Some folks (who aren't marginalized on the basis of race) tend to think that they are doing those who are marginalized on that basis a favor by making sure that they include one of us in their projects. It seems we're supposed to see their efforts as somehow benevolent or magnanimous. In that view, I guess we should just be grateful that they were willing to hire any of us.

However, as I see it, the main problem with their behavior isn't that they didn't choose Betteridge because of her looks--it would have been just as problematic if they did. The problem is that they were attempting to use indigenous people as a means to an end. Having someone who looks more like the stereotypical Aborigine provides them with cover. It assuages the nagging feelings of guilt or responsibility that some non-indigenous people may harbor when they know that they are participating in systemic racism.

If we consider this story from that angle, it makes perfect sense why they would do what they did. After all, what good is such a token if they don't actually seem all that much different from you? How can you make those pesky marginalized people believe that you're "one of the good ones", if you can't get at least one of them to vouch for you? This company was looking for the corporate equivalent of a "best friend who's black".

Your "black friend" is only useful if they make it so that you don't have to do any real work to prove that you care about the lives, concerns, and interests of those other(ed) folks. Your "black friend" gives, or at least lends, you street cred. So, if you say or do something that makes marginalized people question your motives, then your token can help put things in the "proper" perspective...while you hide out in the corner, until things feel safe again.

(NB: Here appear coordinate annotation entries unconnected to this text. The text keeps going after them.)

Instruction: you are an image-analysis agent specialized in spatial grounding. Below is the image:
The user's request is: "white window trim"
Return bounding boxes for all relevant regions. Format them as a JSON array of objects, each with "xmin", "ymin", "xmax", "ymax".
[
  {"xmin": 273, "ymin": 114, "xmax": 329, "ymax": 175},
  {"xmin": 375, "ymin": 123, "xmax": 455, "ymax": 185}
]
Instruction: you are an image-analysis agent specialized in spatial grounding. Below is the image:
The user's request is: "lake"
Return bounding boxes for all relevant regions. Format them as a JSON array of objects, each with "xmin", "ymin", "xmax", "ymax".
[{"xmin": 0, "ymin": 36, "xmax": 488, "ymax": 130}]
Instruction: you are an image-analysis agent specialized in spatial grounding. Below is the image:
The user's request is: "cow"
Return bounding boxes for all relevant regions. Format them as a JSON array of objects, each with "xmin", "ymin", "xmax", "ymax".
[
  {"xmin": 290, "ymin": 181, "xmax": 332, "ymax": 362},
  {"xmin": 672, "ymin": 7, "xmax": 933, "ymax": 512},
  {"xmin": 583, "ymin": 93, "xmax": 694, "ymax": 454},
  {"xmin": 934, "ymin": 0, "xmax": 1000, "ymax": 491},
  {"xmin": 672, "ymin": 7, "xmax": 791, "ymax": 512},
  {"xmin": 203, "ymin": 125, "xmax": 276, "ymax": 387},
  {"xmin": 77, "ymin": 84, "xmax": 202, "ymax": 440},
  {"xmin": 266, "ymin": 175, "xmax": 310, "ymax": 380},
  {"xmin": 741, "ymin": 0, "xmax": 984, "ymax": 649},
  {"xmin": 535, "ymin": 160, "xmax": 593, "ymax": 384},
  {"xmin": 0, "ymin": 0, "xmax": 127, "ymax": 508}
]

Evidently, Betteridge didn't have enough indigenous street cred to satisfy this company's desire for a "black friend". However, in their mind, she's the one who's to blame, because she didn't figure out that they weren't really looking for someone to pass out flyers. They were looking for an actor, someone to play a role. When you're looking for an actor, it's perfectly acceptable to use looks as a criteria.

I'd have respected the interviewers a lot more if they had been honest about it and admitted that they just wanted to hire an actor who looks like a stereotypical Australian indigenous person. I mean, marginalized folks gotta eat, too. I'll never judge another indigenous person for filling the role of a token. That way, the non-indigenous folks can actually get what they are looking for and an indigenous person makes some cash that they might truly need bad enough to put up with the kind of b.s. that almost always goes along with being a token.

*By the way, I know that I'm seeing racial identity through my very Americanized eyes. I am not exactly clear about what sort of terminology the indigenous people of Australian tend to use or prefer. Chally's reminder that we should respect those preferences is definitely relevant. If anyone sees some problems with the terms I've used, I hope you'll let me know so that I can fix things.